Write-up published
Resolved
28th July 2023
On Friday 21st July at 12:25 UTC a code fault led to all webhook endpoints being disabled for partners and merchants, preventing the delivery of all webhook notifications.
The affected webhook endpoints were re-enabled on 23rd July at 10:01 UTC, at which point webhook notifications resumed. The webhook notifications for events that had been missed during the outage were sent to integrators between 17:00 and 19:00 UTC on 23rd July.
We understand that webhook notifications are a critical part of many partners’ and customers’ workflows and we apologise for the disruption caused as a result of this incident.
Our production environment was affected, our sandbox environment was not affected.
Payments, uptime and email notifications were unaffected by this incident.
A code fault was introduced during a routine change to an internal task that closes unused accounts. The task disables all webhook endpoints on the account that is being closed. As part of the change we introduced a fault that disabled all webhook endpoints in the database rather than just the webhook endpoints associated with the account. Our automated tests did not test this scenario and so did not catch the fault. The faulty code change was deployed at 11:57 UTC on 21st July and the task was next run at 12:25 UTC on the same day, which triggered the outage.
A gap in our monitoring meant that we were not alerted that we had stopped sending webhooks. Our events infrastructure is used to trigger webhooks, emails and various internal processes. The events infrastructure continued to work as expected throughout the incident and only webhooks were affected. The vast majority of our monitoring is on the events pipeline and we did not have sufficient monitoring on the specific webhook sending component.
We became aware of the problem late on Saturday 22nd July. Our on-call teams promptly escalated the incident and the necessary domain experts joined the incident response early on the morning of Sunday 23rd July. We were able to quickly debug the issue, revert the fault, and restore the disabled webhook endpoints. This resumed webhook notifications for all integrators at 10:01 UTC on 23rd July.
Once we had resumed notifications we identified the events that had not been sent as a result of the outage. We sent webhooks notifications containing these events to integrators between 17:00 and 19:00 UTC on 23rd July. This resolved the incident.
As a result of this incident we are making a number of changes:
We have added automated tests to protect against this fault reoccurring in the task to close accounts.
We have added new alerts on webhook throughput metrics that would have identified this issue much sooner.

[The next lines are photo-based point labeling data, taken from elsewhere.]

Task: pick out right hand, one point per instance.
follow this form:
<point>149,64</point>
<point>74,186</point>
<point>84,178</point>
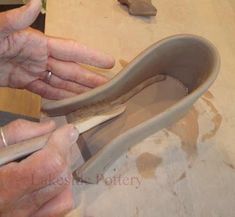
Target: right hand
<point>40,185</point>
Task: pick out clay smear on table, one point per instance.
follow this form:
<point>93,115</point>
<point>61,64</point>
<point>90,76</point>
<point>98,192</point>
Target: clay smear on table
<point>187,129</point>
<point>217,120</point>
<point>146,164</point>
<point>123,63</point>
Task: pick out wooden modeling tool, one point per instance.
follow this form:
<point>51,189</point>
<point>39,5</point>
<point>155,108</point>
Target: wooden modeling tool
<point>22,150</point>
<point>140,7</point>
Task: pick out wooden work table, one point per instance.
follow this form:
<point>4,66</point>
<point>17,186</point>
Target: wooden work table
<point>189,168</point>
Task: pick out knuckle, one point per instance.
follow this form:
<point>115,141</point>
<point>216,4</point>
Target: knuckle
<point>35,202</point>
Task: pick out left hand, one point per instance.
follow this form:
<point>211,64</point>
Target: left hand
<point>26,56</point>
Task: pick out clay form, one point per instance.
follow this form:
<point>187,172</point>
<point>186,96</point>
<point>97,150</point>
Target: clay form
<point>140,7</point>
<point>158,88</point>
<point>88,121</point>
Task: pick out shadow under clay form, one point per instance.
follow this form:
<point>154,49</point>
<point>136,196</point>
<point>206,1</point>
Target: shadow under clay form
<point>158,87</point>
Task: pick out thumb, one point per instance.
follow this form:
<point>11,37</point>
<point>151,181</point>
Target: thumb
<point>20,18</point>
<point>21,130</point>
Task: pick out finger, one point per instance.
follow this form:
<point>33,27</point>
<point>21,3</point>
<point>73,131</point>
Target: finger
<point>18,19</point>
<point>59,206</point>
<point>69,50</point>
<point>73,72</point>
<point>21,130</point>
<point>47,91</point>
<point>18,179</point>
<point>76,88</point>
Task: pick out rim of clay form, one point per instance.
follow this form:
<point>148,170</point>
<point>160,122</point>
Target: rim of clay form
<point>65,106</point>
<point>192,60</point>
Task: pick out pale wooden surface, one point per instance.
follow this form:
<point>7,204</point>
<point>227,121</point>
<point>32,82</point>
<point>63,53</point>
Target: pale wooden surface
<point>20,102</point>
<point>188,169</point>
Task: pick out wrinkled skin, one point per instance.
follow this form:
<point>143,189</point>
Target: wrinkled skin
<point>41,185</point>
<point>26,55</point>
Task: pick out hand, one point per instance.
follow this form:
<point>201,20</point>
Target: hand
<point>26,56</point>
<point>39,186</point>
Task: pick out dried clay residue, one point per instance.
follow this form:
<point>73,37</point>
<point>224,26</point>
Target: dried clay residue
<point>146,164</point>
<point>217,120</point>
<point>187,129</point>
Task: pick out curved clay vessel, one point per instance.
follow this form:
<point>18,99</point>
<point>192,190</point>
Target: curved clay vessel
<point>158,87</point>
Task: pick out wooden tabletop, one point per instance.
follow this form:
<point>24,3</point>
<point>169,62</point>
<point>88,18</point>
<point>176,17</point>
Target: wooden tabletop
<point>189,168</point>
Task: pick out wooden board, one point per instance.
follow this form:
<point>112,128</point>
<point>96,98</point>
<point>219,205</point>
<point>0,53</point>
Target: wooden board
<point>18,104</point>
<point>186,170</point>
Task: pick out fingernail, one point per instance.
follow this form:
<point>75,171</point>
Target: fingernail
<point>74,134</point>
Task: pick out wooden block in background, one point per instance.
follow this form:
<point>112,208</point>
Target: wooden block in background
<point>16,104</point>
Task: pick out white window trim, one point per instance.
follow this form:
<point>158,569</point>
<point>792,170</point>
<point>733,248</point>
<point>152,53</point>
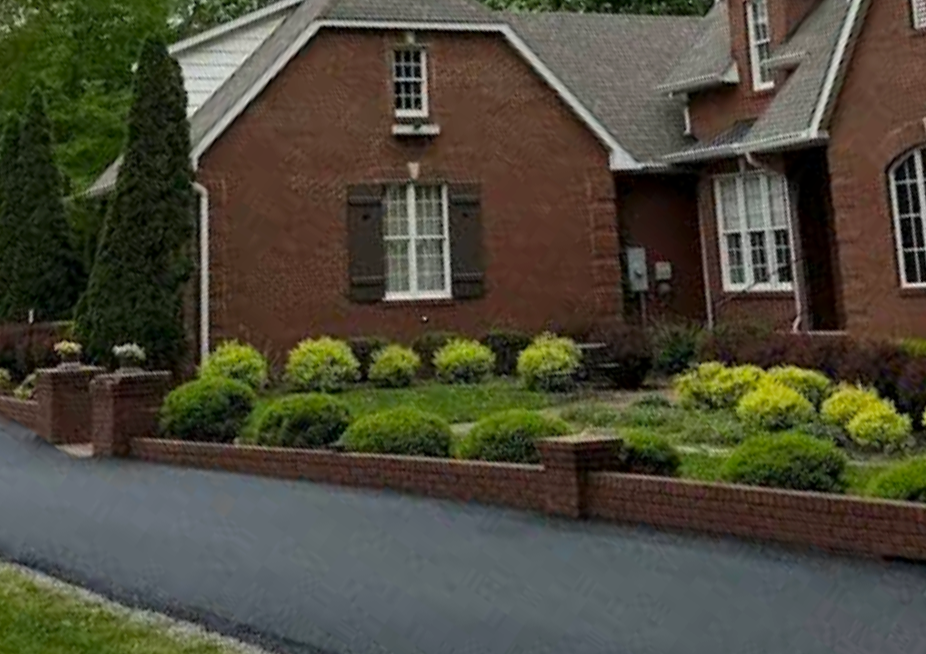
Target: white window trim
<point>412,113</point>
<point>755,64</point>
<point>413,293</point>
<point>920,165</point>
<point>748,286</point>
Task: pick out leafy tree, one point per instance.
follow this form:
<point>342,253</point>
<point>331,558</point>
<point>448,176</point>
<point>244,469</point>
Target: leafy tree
<point>45,273</point>
<point>135,293</point>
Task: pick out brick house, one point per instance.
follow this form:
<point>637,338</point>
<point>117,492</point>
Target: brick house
<point>370,167</point>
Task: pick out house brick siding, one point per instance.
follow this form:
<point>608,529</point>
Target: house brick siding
<point>279,175</point>
<point>878,117</point>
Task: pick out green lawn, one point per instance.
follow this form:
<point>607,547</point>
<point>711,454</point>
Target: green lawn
<point>35,619</point>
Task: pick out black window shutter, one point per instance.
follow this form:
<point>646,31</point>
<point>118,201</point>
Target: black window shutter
<point>466,251</point>
<point>367,260</point>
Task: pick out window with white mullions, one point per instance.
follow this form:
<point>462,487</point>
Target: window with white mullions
<point>410,82</point>
<point>755,232</point>
<point>416,242</point>
<point>760,44</point>
<point>908,196</point>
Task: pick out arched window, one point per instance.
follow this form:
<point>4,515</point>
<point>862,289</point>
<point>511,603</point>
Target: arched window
<point>908,199</point>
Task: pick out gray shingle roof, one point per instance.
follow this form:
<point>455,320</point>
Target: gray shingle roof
<point>708,59</point>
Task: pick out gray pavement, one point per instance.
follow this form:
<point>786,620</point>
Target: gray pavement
<point>298,567</point>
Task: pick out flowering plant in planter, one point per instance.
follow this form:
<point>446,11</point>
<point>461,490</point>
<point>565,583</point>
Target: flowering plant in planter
<point>69,351</point>
<point>130,355</point>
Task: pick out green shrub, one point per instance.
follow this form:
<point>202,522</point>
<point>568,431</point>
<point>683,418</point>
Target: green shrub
<point>715,386</point>
<point>427,345</point>
<point>648,454</point>
<point>902,481</point>
<point>507,346</point>
<point>238,361</point>
<point>309,420</point>
<point>325,365</point>
<point>364,348</point>
<point>212,409</point>
<point>844,404</point>
<point>509,436</point>
<point>792,460</point>
<point>813,385</point>
<point>394,366</point>
<point>550,363</point>
<point>879,426</point>
<point>774,407</point>
<point>405,430</point>
<point>464,362</point>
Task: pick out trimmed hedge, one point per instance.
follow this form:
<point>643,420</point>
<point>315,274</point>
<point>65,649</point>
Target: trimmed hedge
<point>404,430</point>
<point>212,410</point>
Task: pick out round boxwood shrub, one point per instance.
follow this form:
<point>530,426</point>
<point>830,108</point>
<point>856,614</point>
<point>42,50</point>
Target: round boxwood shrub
<point>509,436</point>
<point>405,430</point>
<point>237,361</point>
<point>902,481</point>
<point>792,460</point>
<point>813,385</point>
<point>549,364</point>
<point>309,420</point>
<point>325,365</point>
<point>463,361</point>
<point>394,367</point>
<point>774,407</point>
<point>844,404</point>
<point>212,409</point>
<point>879,426</point>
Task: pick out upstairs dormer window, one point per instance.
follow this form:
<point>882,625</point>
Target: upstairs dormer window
<point>410,82</point>
<point>760,44</point>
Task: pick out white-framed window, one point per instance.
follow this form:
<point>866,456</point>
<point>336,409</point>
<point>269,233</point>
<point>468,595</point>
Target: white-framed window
<point>417,242</point>
<point>754,228</point>
<point>918,7</point>
<point>908,200</point>
<point>760,44</point>
<point>410,82</point>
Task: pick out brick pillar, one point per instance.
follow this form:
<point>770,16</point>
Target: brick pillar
<point>63,394</point>
<point>125,406</point>
<point>567,460</point>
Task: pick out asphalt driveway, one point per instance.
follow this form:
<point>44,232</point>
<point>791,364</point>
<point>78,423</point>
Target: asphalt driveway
<point>299,568</point>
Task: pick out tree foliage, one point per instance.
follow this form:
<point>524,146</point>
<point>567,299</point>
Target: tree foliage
<point>135,289</point>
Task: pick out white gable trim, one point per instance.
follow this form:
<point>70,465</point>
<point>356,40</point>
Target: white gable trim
<point>231,26</point>
<point>619,159</point>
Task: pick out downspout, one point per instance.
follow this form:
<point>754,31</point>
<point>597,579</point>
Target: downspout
<point>798,303</point>
<point>203,270</point>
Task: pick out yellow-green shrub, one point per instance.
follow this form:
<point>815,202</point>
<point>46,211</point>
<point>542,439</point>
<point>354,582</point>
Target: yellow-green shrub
<point>714,386</point>
<point>325,365</point>
<point>879,426</point>
<point>463,361</point>
<point>813,385</point>
<point>549,363</point>
<point>774,407</point>
<point>843,405</point>
<point>394,366</point>
<point>238,361</point>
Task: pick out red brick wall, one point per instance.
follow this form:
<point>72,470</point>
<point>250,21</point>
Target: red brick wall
<point>278,179</point>
<point>878,117</point>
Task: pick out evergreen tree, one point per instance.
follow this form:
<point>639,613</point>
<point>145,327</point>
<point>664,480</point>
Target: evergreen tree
<point>46,271</point>
<point>135,292</point>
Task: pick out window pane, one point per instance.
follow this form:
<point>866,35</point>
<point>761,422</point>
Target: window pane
<point>737,270</point>
<point>396,211</point>
<point>754,190</point>
<point>397,273</point>
<point>729,205</point>
<point>429,211</point>
<point>430,264</point>
<point>783,257</point>
<point>759,257</point>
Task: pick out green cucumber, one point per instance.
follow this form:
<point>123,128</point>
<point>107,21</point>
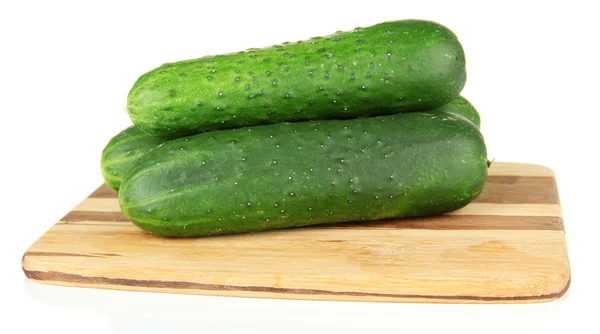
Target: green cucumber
<point>306,173</point>
<point>120,154</point>
<point>461,106</point>
<point>388,68</point>
<point>122,151</point>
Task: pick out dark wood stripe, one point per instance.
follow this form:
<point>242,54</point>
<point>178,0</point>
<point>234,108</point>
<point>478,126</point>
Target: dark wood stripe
<point>519,189</point>
<point>498,189</point>
<point>441,222</point>
<point>102,216</point>
<point>56,276</point>
<point>103,192</point>
<point>59,254</point>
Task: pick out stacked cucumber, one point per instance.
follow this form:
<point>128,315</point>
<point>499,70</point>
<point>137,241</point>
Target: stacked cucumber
<point>356,126</point>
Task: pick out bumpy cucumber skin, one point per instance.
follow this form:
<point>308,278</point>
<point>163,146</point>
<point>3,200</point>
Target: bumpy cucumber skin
<point>462,107</point>
<point>125,148</point>
<point>122,151</point>
<point>391,67</point>
<point>296,174</point>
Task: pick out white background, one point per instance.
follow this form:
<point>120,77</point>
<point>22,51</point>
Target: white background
<point>66,69</point>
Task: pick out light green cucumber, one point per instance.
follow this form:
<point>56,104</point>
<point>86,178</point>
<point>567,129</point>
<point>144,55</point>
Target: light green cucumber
<point>387,68</point>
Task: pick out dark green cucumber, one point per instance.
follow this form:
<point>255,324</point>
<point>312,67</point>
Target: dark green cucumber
<point>121,153</point>
<point>387,68</point>
<point>125,148</point>
<point>295,174</point>
<point>461,106</point>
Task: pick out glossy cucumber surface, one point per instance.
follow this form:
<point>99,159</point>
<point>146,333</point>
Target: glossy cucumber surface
<point>296,174</point>
<point>391,67</point>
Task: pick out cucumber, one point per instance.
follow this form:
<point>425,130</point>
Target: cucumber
<point>306,173</point>
<point>462,107</point>
<point>122,151</point>
<point>388,68</point>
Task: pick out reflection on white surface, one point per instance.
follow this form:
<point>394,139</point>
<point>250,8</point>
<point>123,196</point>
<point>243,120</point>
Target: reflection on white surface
<point>144,312</point>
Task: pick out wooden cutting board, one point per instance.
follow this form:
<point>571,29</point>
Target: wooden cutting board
<point>508,246</point>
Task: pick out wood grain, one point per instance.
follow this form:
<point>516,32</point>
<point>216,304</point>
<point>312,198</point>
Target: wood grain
<point>506,247</point>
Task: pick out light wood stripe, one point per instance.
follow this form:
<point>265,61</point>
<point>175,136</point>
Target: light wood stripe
<point>519,169</point>
<point>518,189</point>
<point>441,222</point>
<point>507,246</point>
<point>485,209</point>
<point>56,276</point>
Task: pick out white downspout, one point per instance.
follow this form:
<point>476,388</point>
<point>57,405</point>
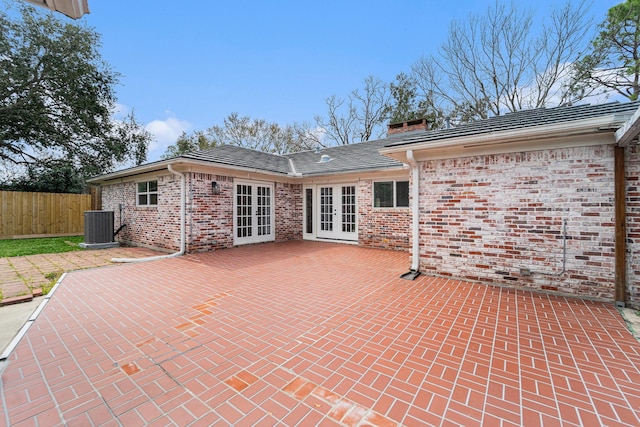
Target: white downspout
<point>183,214</point>
<point>415,211</point>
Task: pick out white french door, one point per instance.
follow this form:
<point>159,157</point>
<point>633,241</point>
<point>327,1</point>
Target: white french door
<point>336,215</point>
<point>254,213</point>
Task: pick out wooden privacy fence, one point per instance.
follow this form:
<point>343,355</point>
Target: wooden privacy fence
<point>24,214</point>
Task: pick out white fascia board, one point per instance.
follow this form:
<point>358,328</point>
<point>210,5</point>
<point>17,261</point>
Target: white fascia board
<point>629,130</point>
<point>74,9</point>
<point>183,165</point>
<point>511,140</point>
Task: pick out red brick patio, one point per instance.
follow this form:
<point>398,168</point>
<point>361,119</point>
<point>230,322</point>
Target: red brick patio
<point>306,333</point>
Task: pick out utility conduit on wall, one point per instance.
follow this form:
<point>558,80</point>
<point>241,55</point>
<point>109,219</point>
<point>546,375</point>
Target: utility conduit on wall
<point>183,199</point>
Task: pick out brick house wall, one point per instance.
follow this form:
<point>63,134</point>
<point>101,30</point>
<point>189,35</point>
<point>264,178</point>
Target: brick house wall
<point>492,218</point>
<point>632,165</point>
<point>288,211</point>
<point>209,217</point>
<point>385,228</point>
<point>155,227</point>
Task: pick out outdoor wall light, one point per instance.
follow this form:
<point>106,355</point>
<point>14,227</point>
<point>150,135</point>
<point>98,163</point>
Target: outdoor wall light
<point>215,188</point>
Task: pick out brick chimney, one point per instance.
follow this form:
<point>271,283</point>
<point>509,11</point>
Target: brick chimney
<point>408,126</point>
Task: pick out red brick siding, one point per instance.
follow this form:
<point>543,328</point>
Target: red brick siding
<point>157,226</point>
<point>485,218</point>
<point>209,216</point>
<point>633,224</point>
<point>288,211</point>
<point>381,227</point>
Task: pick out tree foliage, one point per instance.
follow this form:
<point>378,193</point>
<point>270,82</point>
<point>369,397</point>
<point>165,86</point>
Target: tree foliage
<point>57,176</point>
<point>612,63</point>
<point>57,98</point>
<point>503,61</point>
<point>358,117</point>
<point>243,131</point>
<point>406,103</point>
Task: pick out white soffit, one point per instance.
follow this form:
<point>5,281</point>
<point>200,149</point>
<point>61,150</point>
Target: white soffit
<point>72,8</point>
<point>629,130</point>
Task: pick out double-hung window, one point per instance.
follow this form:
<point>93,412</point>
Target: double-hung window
<point>147,193</point>
<point>391,194</point>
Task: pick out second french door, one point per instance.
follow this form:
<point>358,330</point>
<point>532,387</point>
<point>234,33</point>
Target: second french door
<point>336,215</point>
<point>253,213</point>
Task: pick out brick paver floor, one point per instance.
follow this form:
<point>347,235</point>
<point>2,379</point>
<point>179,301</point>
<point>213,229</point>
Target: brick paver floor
<point>307,333</point>
<point>21,275</point>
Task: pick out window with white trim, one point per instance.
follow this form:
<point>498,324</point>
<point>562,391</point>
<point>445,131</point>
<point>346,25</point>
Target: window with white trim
<point>147,193</point>
<point>391,194</point>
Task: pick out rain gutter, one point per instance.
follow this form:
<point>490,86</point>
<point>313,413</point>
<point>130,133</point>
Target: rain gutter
<point>415,212</point>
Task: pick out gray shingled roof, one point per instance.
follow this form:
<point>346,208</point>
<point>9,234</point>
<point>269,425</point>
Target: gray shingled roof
<point>344,158</point>
<point>525,119</point>
<point>242,157</point>
<point>365,155</point>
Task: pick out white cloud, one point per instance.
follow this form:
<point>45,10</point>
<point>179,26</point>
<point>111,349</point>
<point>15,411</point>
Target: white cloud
<point>165,133</point>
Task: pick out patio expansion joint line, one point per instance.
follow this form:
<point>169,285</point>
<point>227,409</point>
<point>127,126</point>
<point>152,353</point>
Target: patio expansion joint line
<point>586,335</point>
<point>485,290</point>
<point>3,398</point>
<point>544,349</point>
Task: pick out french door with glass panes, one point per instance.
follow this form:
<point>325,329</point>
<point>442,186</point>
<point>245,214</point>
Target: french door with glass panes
<point>254,212</point>
<point>337,212</point>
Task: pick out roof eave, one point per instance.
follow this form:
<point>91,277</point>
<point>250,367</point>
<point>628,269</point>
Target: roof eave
<point>607,123</point>
<point>177,162</point>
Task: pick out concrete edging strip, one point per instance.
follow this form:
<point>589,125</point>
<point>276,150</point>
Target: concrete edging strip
<point>14,342</point>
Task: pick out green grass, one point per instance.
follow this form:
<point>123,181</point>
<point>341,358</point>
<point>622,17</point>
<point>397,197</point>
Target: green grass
<point>47,245</point>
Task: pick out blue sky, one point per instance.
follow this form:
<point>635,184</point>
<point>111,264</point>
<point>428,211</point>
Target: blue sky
<point>187,65</point>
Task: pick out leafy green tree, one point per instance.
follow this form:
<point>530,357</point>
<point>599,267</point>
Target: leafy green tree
<point>49,177</point>
<point>612,64</point>
<point>57,98</point>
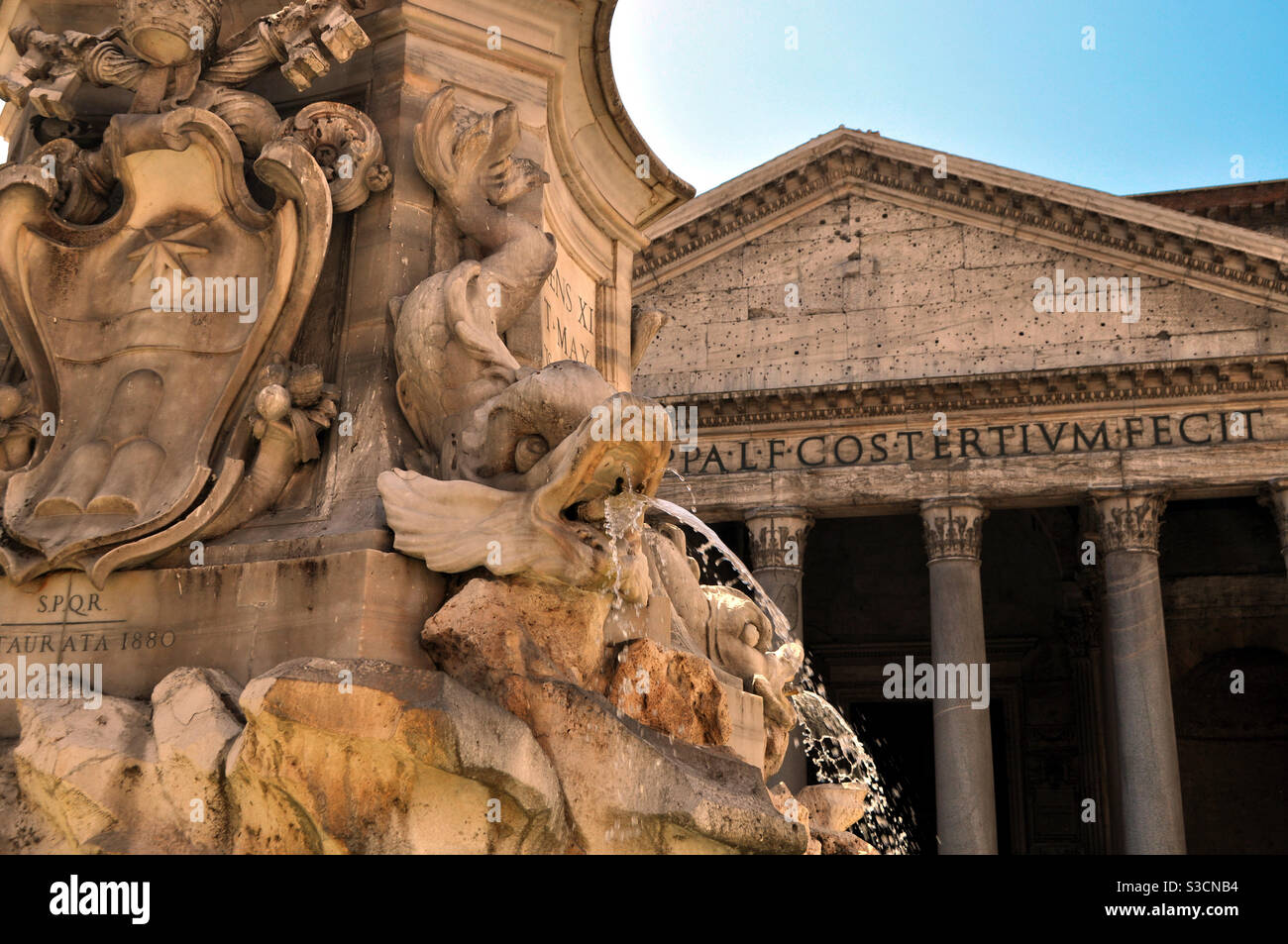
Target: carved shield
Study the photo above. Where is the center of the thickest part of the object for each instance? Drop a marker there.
(141, 333)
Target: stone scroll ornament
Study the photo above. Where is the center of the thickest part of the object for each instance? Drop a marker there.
(514, 472)
(159, 406)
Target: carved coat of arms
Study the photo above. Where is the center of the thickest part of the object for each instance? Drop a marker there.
(145, 318)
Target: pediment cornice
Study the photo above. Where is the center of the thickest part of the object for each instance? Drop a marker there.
(1012, 390)
(1137, 236)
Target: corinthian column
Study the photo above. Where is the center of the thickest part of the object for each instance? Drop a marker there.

We are reviewing our escalation procedures to ensure our on-call engineers are able to escalate to the necessary domain experts at all hours.
We are investigating stronger controls on database queries that are not scoped to individual customer accounts.
All times in UTC
2023-07-21
11:57 We merged and deployed the change containing the code fault
12:25 We ran the task containing the fault that triggered the outage
2023-07-22
23:25 We were alerted to the issue and our on-call team updated the status page
2023-07-23
07:18 We discovered the root cause of the incident
08:06 We reverted the fault that caused the outage
10:01 We reactivated the disabled webhook endpoints and webhook delivery resumed
17:00 We started sending webhook notifications for events that were missed during the outage
19:00 We completed sending webhook notifications for events that were missed during the outage
Resolved
The issue has been resolved. Our monitoring shows that webhooks have been stable since yesterday. We have successfully resubmitted all missed events.
Monitoring
The replay of missed events is now complete. We will conduct some checks to verify that it ran correctly.
Monitoring
We kicked off a replay of missed events. This started around 17:00 UTC (18:00 BST). Integrator webhooks are now getting invoked with events starting from Friday when the incident began.
Identified
The issue has been fixed. Webhooks are now operational. New event notifications are getting delivered via webhooks. We are working on replaying/resubmitting all missed events since the incident began on Friday.
Identified
We experienced an issue where roughly 3/4 of webhook notifications were not delivered since Friday afternoon. The cause of the issue has been identified. A fix in progress.
Identified
We experienced an issue where roughly 3/4 of webhook notifications were not delivered since Friday afternoon. The cause of the issue has been identified. A fix in progress.
Investigating
Our engineers are still investigating the issue. A large number of webhook notifications are still not getting sent.
All other components are operational. Payments and mandates are unaffected by this incident. Events can still be queried via the API.
Investigating
We are continuing to investigate. The issue started on Friday 21 July around 13:30 UTC.
Investigating
We are experiencing issues with our integration webhooks. Our engineers are investigating the problem.